Goals scored or created with the use of an accidental handball will not stand from next season onwards, the International FA Board (Ifab) have confirmed.
The changes mean that a free-kick will be awarded when a goal or clear chance occurs from a handball. Ifab technical director David Elleray explained the changes at their AGM in Aberdeen.
“Deliberate handball remains an offence,” Elleray stressed.”In the past we’ve managed to improve the laws by focusing on outcome rather than intent.
“What we are looking at particularly in attacking situations is where the player gets a clear unfair advantage by gaining possession or control of the ball, as a result of it making contact with their hand or arm.”
The changes mean gaining control or possession and then scoring as a consequence of handling the ball will not be allowed – neither will a goal scored directly from handling the ball, regardless of intent.
Another change to the laws of the game means that if the player’s arms extend beyond a “natural silhouette”, handball will be given, even if it is perceived as accidental.
Elleray says this is an effort to put an end to defenders placing their arms behind their backs in fear of giving away a free-kick.

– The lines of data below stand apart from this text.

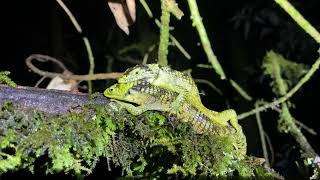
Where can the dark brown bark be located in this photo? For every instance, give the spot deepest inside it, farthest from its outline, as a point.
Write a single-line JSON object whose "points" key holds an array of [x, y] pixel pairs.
{"points": [[48, 101]]}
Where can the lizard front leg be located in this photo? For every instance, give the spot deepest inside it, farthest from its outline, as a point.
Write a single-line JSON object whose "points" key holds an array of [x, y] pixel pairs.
{"points": [[228, 115], [176, 104]]}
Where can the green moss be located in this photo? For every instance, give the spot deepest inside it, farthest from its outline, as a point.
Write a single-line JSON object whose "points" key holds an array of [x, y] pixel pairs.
{"points": [[149, 145], [4, 79]]}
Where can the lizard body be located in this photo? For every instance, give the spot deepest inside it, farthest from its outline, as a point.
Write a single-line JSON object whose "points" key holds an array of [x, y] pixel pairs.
{"points": [[149, 97], [180, 83]]}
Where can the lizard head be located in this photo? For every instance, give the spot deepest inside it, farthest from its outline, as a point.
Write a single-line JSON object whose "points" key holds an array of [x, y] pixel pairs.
{"points": [[124, 92], [147, 73]]}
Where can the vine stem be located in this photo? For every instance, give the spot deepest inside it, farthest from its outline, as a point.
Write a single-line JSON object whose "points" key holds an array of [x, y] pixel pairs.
{"points": [[307, 27], [164, 34], [85, 40], [262, 137]]}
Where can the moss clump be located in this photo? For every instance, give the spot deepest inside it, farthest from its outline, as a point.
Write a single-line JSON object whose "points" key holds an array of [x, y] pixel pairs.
{"points": [[145, 146], [4, 79]]}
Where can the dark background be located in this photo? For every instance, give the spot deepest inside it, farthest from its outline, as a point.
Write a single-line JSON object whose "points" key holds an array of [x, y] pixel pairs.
{"points": [[240, 32]]}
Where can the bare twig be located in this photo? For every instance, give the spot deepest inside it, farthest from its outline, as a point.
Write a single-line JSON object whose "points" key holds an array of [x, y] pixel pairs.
{"points": [[85, 40], [44, 58]]}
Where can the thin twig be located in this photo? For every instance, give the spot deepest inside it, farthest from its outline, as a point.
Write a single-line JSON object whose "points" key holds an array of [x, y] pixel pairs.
{"points": [[85, 40], [262, 138], [305, 127], [300, 20], [197, 22], [164, 34], [307, 27], [44, 58], [241, 91], [269, 143], [172, 38], [209, 84]]}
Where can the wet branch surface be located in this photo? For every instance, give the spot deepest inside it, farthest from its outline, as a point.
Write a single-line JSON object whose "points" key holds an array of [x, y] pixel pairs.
{"points": [[48, 101]]}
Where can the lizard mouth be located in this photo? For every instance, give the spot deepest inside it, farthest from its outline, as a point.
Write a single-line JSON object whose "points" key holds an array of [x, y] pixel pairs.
{"points": [[126, 101]]}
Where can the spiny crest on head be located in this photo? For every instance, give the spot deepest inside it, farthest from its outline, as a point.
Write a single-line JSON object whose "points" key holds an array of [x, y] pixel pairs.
{"points": [[140, 72]]}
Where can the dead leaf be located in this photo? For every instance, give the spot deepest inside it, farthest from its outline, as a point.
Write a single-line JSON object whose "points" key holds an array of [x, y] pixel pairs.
{"points": [[124, 12]]}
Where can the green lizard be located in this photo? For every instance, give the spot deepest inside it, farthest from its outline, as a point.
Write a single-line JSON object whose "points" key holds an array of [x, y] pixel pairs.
{"points": [[149, 97], [183, 84]]}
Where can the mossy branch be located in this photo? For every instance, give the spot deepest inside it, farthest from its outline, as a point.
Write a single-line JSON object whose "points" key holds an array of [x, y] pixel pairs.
{"points": [[88, 129], [197, 22]]}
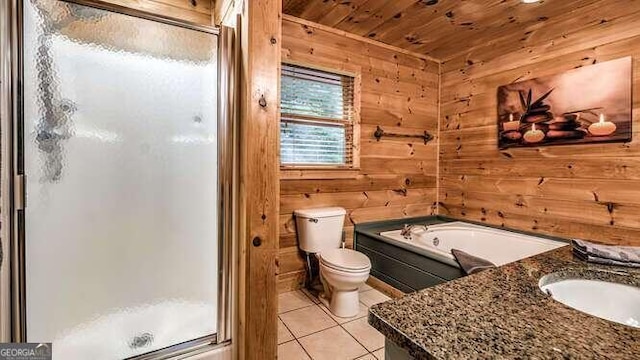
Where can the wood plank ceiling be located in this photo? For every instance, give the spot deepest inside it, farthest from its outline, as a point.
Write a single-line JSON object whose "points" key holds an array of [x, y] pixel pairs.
{"points": [[442, 29]]}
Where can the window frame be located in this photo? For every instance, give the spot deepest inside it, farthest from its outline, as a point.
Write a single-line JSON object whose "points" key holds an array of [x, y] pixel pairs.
{"points": [[319, 171]]}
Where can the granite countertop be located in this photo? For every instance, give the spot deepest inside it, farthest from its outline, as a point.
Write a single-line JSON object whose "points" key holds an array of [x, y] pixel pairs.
{"points": [[502, 313]]}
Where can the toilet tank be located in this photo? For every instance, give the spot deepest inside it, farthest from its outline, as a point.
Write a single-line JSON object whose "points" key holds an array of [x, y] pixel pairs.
{"points": [[319, 229]]}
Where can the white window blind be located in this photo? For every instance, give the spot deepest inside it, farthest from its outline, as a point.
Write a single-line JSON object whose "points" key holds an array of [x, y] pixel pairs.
{"points": [[316, 127]]}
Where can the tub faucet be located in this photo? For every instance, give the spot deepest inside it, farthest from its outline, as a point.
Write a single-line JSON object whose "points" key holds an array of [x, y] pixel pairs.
{"points": [[406, 230]]}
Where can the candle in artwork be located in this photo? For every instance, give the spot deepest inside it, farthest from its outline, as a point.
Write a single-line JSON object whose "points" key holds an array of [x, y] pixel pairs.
{"points": [[602, 127], [511, 125], [534, 135]]}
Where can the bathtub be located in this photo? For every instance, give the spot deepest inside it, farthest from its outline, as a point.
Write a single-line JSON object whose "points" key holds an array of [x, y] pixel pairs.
{"points": [[496, 245]]}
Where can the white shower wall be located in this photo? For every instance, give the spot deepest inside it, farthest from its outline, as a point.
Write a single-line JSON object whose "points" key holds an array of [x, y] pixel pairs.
{"points": [[122, 242]]}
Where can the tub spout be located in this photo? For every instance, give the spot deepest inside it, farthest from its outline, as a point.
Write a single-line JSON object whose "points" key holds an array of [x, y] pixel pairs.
{"points": [[407, 230]]}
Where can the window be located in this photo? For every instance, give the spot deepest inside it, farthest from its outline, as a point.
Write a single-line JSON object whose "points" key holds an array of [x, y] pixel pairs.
{"points": [[317, 123]]}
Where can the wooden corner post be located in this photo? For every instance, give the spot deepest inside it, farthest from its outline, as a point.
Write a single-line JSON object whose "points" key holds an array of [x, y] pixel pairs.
{"points": [[259, 178]]}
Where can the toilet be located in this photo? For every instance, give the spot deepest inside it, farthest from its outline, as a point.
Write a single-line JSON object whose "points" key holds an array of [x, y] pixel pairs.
{"points": [[342, 271]]}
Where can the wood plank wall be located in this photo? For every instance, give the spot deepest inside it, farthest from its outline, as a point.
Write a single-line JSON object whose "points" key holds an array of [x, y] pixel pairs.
{"points": [[397, 177], [193, 11], [586, 191], [260, 42]]}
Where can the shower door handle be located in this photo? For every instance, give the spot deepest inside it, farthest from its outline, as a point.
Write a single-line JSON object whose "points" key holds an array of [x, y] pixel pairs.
{"points": [[19, 193]]}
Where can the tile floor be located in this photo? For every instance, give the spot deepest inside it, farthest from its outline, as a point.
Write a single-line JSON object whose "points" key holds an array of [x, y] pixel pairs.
{"points": [[308, 331]]}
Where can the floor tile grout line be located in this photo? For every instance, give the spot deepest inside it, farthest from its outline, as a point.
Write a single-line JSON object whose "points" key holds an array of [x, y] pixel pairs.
{"points": [[303, 349], [289, 330], [315, 332], [358, 341], [288, 311]]}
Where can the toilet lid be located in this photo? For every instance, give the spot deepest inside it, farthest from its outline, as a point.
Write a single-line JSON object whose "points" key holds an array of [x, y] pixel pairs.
{"points": [[345, 259]]}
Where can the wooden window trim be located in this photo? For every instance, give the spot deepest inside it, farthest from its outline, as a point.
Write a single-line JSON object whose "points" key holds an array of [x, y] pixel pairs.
{"points": [[312, 171]]}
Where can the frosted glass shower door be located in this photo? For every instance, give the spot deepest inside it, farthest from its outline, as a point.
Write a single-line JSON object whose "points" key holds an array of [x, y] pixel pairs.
{"points": [[120, 160]]}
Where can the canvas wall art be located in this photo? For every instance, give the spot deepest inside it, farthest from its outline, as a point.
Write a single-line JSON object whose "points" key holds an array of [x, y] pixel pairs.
{"points": [[583, 105]]}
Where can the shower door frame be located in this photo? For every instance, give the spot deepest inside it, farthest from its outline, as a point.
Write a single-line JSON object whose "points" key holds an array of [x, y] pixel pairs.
{"points": [[12, 194]]}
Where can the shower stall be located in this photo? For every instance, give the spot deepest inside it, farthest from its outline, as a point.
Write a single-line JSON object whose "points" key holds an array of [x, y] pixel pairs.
{"points": [[118, 160]]}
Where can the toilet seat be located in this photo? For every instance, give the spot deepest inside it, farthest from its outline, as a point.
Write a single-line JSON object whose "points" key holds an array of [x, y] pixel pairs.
{"points": [[346, 260]]}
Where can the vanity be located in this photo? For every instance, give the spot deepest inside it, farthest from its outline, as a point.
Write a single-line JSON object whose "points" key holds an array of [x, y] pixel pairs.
{"points": [[504, 313]]}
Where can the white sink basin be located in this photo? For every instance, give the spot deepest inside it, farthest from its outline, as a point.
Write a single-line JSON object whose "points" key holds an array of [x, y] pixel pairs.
{"points": [[607, 300]]}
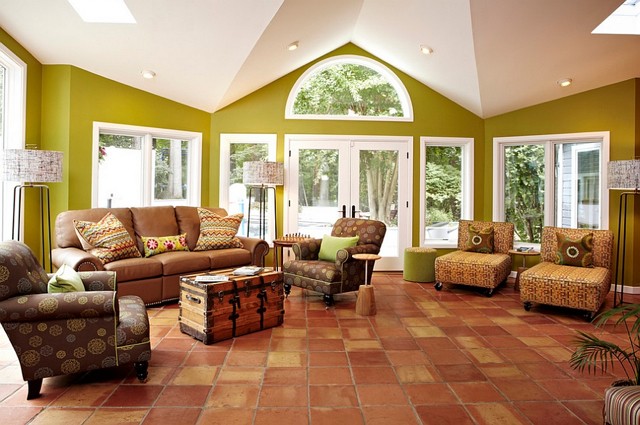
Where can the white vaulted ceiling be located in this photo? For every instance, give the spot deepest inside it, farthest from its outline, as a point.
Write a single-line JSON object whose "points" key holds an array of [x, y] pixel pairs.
{"points": [[490, 56]]}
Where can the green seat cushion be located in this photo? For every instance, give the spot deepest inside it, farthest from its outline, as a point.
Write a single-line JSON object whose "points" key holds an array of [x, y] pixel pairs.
{"points": [[331, 244], [65, 280]]}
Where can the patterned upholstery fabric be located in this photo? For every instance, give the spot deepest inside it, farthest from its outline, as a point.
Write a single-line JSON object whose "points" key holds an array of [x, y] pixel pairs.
{"points": [[474, 268], [622, 405], [568, 286], [345, 274], [61, 333]]}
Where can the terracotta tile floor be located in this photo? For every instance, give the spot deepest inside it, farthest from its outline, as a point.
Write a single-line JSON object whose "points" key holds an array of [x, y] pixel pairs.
{"points": [[427, 357]]}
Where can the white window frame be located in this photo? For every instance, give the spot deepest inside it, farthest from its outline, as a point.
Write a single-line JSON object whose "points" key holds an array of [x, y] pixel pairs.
{"points": [[226, 140], [392, 79], [14, 115], [549, 141], [148, 134], [467, 145]]}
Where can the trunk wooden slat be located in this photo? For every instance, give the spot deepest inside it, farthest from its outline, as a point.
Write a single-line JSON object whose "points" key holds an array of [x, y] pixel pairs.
{"points": [[212, 312]]}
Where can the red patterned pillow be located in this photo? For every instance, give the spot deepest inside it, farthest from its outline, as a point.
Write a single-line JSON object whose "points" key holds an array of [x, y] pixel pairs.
{"points": [[575, 252], [480, 240], [108, 239], [218, 232]]}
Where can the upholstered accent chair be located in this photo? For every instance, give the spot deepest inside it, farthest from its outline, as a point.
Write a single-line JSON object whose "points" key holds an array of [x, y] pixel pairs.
{"points": [[487, 268], [582, 288], [344, 274], [67, 332]]}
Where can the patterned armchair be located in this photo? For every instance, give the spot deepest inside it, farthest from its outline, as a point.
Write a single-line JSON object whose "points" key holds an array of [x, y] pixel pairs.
{"points": [[486, 270], [345, 274], [62, 333], [582, 288]]}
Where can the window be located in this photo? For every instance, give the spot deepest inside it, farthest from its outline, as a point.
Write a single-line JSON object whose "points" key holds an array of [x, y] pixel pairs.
{"points": [[13, 72], [140, 166], [349, 88], [235, 149], [446, 166], [557, 180]]}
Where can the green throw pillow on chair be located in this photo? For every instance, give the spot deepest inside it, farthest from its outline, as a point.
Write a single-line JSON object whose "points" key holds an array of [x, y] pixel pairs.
{"points": [[331, 244], [65, 280]]}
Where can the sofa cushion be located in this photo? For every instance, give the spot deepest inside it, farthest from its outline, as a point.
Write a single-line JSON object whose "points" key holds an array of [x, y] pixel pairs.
{"points": [[574, 251], [480, 240], [158, 245], [218, 232], [109, 239], [189, 222]]}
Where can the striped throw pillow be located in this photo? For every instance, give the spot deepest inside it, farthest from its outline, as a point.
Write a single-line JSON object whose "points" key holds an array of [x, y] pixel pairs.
{"points": [[108, 239], [218, 232]]}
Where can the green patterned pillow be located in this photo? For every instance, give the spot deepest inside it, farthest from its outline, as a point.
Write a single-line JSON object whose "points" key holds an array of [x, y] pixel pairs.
{"points": [[154, 245], [575, 252], [108, 238], [218, 232], [480, 240]]}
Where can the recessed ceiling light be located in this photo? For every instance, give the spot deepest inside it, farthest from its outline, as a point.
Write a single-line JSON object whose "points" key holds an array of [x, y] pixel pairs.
{"points": [[426, 50], [103, 11], [565, 82]]}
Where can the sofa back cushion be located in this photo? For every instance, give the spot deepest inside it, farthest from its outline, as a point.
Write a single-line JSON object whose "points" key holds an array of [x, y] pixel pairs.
{"points": [[502, 234], [602, 244], [66, 235], [153, 221], [189, 222]]}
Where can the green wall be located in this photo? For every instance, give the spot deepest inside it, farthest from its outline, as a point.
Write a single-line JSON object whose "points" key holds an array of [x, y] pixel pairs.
{"points": [[614, 108], [73, 99], [434, 115]]}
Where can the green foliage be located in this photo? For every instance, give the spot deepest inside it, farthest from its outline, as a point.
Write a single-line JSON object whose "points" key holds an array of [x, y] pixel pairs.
{"points": [[593, 354], [524, 190], [348, 89], [443, 184]]}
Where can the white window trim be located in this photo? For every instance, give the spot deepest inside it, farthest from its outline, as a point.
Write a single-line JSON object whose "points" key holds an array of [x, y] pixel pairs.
{"points": [[391, 77], [195, 156], [499, 143], [15, 113], [467, 145]]}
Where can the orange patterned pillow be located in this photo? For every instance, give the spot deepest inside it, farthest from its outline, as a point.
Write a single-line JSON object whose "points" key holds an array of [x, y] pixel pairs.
{"points": [[108, 238], [575, 252], [218, 232], [480, 240]]}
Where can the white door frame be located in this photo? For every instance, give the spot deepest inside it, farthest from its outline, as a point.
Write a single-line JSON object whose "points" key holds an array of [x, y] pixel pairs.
{"points": [[405, 185]]}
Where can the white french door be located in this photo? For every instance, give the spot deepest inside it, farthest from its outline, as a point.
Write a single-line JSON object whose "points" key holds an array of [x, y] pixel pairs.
{"points": [[329, 177]]}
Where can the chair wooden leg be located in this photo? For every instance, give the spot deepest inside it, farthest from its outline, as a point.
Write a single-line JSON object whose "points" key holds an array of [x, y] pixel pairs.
{"points": [[34, 388], [141, 370]]}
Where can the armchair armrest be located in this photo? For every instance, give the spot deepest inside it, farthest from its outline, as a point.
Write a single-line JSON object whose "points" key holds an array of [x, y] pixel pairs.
{"points": [[346, 254], [307, 249], [77, 258], [257, 247], [56, 306]]}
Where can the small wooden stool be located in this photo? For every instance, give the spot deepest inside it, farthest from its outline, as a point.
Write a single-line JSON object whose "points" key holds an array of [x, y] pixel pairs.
{"points": [[366, 304]]}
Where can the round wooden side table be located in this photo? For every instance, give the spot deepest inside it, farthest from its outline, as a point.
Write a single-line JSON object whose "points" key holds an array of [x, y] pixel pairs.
{"points": [[366, 303]]}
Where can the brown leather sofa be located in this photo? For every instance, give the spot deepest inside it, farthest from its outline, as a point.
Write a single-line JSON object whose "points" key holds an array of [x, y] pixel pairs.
{"points": [[154, 279]]}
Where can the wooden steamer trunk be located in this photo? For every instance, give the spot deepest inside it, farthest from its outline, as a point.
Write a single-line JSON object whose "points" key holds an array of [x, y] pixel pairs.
{"points": [[212, 312]]}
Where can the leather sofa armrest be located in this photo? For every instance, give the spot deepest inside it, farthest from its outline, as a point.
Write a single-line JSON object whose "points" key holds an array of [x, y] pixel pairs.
{"points": [[58, 306], [345, 255], [258, 248], [307, 249], [77, 258]]}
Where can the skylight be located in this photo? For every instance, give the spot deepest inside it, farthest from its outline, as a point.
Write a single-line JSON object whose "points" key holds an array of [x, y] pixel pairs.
{"points": [[624, 20], [103, 11]]}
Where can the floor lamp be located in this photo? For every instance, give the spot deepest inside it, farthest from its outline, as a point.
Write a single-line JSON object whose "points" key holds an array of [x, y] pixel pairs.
{"points": [[32, 167], [625, 176], [260, 177]]}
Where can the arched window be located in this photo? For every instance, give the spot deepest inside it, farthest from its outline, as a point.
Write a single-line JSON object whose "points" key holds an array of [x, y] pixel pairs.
{"points": [[349, 88]]}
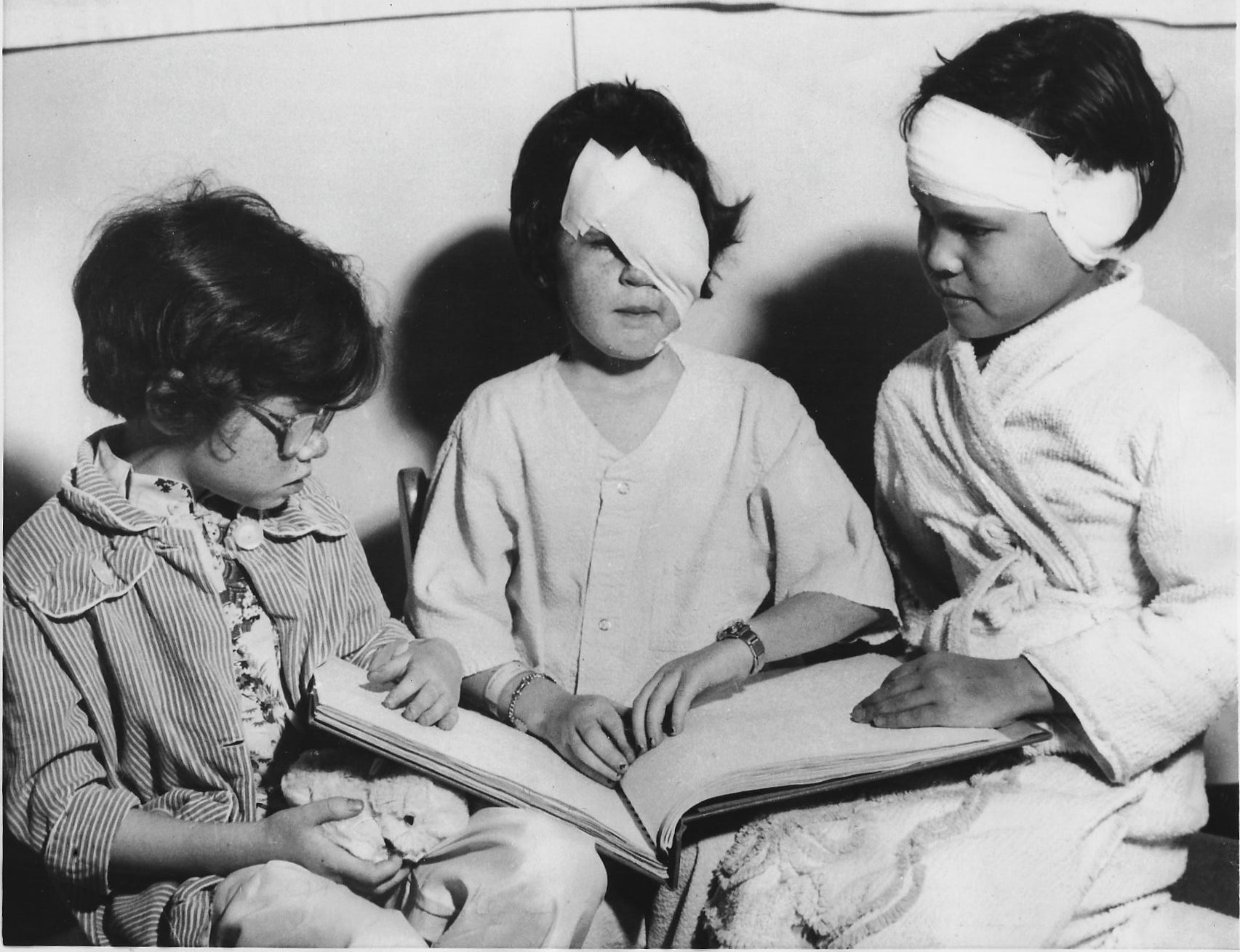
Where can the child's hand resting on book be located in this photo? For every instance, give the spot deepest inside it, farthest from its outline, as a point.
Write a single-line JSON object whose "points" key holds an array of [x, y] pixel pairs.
{"points": [[588, 730], [425, 679], [663, 703], [956, 691]]}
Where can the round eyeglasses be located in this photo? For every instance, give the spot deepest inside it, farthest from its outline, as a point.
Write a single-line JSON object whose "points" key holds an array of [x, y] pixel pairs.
{"points": [[292, 433]]}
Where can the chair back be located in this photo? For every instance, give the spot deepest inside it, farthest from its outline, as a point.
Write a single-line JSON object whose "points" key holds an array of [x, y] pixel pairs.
{"points": [[411, 485]]}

“We’ve changed it to say the body has a certain silhouette,” said Elleray. “If the arms are extended beyond that silhouette then the body is being made unnaturally bigger, with the purpose of it being a bigger barrier to the opponent or the ball.
“Players should be allowed to have their arms by their side because it’s their natural silhouette.”
In other changes approved by Ifab, substitutes will have to leave the pitch at the nearest goalline or touchline instead of walking to their technical area in a bid to stop time wasting.
Additional approved law changes included measures to deal with attacking players causing problems in the defensive wall, giving a dropped ball in certain situations when the ball hits the referee and the goalkeeper only being required to have one foot on the line at a penalty kick.